Yesterday David Leonhardt of the New York Times took up a similar question. Leonhardt looked at the budget from 2009 through 2012, and tried to figure out what had changed in those years since 2001. He found that the business cycle accounted for 37% of the higher red ink. More than half came from legislation signed by President Bush. Seven percent came from Obama's stimulus bill, and only three percent from his regular budget.
It was an admirable and serious article. A good sense of how serious can be seen in the contrast to a Politico story that ran the same day. Politico concerned itself entirely with the perception that Obama is responsible for the new debt without bothering to explore the merits of the perception. It ran quotes alleging as much (GOP Sen.

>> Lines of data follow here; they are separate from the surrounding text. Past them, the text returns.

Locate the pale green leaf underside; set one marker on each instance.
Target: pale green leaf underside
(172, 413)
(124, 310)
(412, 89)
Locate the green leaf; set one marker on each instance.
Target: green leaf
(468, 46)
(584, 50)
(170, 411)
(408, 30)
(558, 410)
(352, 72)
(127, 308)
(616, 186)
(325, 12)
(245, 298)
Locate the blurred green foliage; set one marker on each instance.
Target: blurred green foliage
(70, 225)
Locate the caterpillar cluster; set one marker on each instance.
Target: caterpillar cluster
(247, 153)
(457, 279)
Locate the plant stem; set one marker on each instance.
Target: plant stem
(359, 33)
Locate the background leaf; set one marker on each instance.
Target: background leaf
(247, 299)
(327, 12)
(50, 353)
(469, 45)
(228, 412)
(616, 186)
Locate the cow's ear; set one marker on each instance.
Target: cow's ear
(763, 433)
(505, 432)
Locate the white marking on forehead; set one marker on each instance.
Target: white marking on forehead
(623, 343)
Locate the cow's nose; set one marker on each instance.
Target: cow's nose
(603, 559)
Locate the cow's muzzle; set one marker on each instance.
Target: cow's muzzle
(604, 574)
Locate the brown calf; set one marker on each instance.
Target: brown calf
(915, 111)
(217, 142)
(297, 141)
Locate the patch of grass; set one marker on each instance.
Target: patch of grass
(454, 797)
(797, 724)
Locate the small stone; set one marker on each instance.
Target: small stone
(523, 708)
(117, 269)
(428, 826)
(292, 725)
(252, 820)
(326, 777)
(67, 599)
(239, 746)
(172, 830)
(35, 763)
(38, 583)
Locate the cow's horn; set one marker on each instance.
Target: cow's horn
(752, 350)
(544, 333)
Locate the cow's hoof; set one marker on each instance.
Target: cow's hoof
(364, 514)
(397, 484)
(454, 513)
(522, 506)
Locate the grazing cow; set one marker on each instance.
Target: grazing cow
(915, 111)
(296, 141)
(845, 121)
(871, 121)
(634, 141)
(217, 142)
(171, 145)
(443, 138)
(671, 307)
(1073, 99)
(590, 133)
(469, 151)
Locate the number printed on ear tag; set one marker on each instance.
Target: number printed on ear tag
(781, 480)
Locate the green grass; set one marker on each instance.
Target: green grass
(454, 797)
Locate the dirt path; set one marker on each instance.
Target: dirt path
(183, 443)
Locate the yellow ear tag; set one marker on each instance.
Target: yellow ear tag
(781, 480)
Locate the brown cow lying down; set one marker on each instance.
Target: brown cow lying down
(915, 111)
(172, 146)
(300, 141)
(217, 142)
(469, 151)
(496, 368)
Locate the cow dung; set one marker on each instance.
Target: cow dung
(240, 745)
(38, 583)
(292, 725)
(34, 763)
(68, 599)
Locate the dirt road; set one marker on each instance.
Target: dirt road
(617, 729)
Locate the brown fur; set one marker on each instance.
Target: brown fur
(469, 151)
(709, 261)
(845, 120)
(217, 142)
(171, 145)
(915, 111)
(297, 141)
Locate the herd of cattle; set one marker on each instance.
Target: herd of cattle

John Cornyn: "This was not an inherited situation. This was a matter entirely of this administration’s and this Democratic leadership’s making") without pointing out that the allegation is demonstrably false.
But Leonhardt's article, superior though it was, actually overstated Obama's contribution to the deficit. The figure I cited above, remember, said that Obama's budget would reduce the deficit by $900 billion over ten years compared with maintaining current policy. Leonhardt, looking only at three years, says that Obama's budget would make the deficit higher, but just a little bit. Even accounting for the difference in time frame (ten years versus three), that's a big discrepancy. So, which is it -- is Obama shrinking the deficit slightly, or increasing it slightly?
I asked James Horney, a budget expert at CBPP, how to reconcile the two changes. He told me that Leonhardt made two different assumptions. First, he put on Obama's tab the 2009 omnibus appropriations bill. Second, he added in several tax credits, such as for R&D or alternative energy, that Obama plans to extend. The first is a fair though debatable point -- the appropriations bill was passed by Congress under Bush's watch, but Obama signed it, so you can blame him for it. But the second is pretty unfair. The tax code is filled with credits that, rather than being part of permanent law, Congress simply extends year after year in order to keep lobbyists on the hook for campaign contributions. Those clearly belong in the category of extending inherited policy rather than new policy created by Obama.
It's a sign of how distorted the debate has been that Leonhardt's conclusion that Obama accounts for just a tiny share of the fiscal collapse was recieved as a shocking revelation. Leonhardt himself treated it as such. ("How can that be?," he wrote.) You can fault Obama for failing to do more to solve the problem -- though his health care reform will make a huge difference if it works -- but to attribute the situation to his policies is simply inaccurate.